W ten sposób Sąd Apelacyjny w Warszawie złamał groźną narrację Prokuratury Krajowej, której skutkiem mogło być ograniczenie prawa do obrony księdza Olszewskiego i pani Dubejko. Byłby to niebezpieczny precedens w innych sprawach, szczególnie o charakterze politycznym. Na początku listopada, portal wPolityce.pl, jako pierwszy, informował o działaniach PK wobec mec. Wąsowskiego. Prokurator Piotr Woźniak przesłał wtedy kuriozalne pismo do znanego adwokata.
…) informuję, że zakaz dotyczy również Pana osoby.
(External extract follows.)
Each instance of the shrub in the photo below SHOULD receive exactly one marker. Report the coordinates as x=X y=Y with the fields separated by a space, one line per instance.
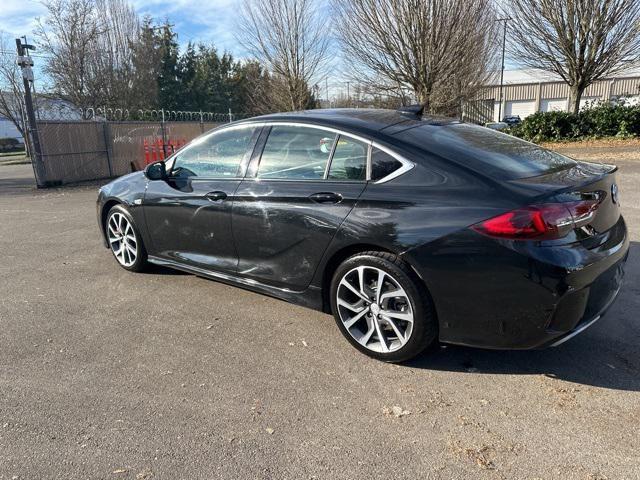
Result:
x=602 y=120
W takich okolicznościach dalsze reprezentowanie przez Pana podejrzanych (…) rodzi negatywne konsekwencje procesowe dla wskazanych podejrzanych (…) - w wypadku nawiązania przez Pana kontaktu z podejrzanymi, bądź w nierzetelnej realizacji ich prawa do obrony - w przypadku braku takiego kontaktu, a tym samym nie może Pan właściwie chronić interesów swoich mocodawców
– pisał prokurator Woźniak.
Woźniakowi odpisał mec. Wąsowski
Mało tego, już od pierwszej czynności przesłuchania obydwojga zatrzymanych (…) byłem traktowany i dopuszczany do czynności procesowych przez przesłuchujących prokuratorów, jako obrońca. Także później (…) prowadzący śledztwo traktowali mnie jako ich obrońcę, o czym świadczy choćby wydanie mi - co było potem regularnie i „bezproblemowo” powtarzane - stosownych zgód na tzw. widzenia adwokackie oraz bogata korespondencja zgromadzona w aktach przedmiotowego postępowania
– odpowiedział mec. Wąsowski.
Szokujące podchody Prokuratury Krajowej do mec. Wąsowskiego oraz jego klientów, to nic niego jak próba łamania praw człowieka i prawnych gwarancji, które należą nie każdemu z podejrzanych w tej sprawie.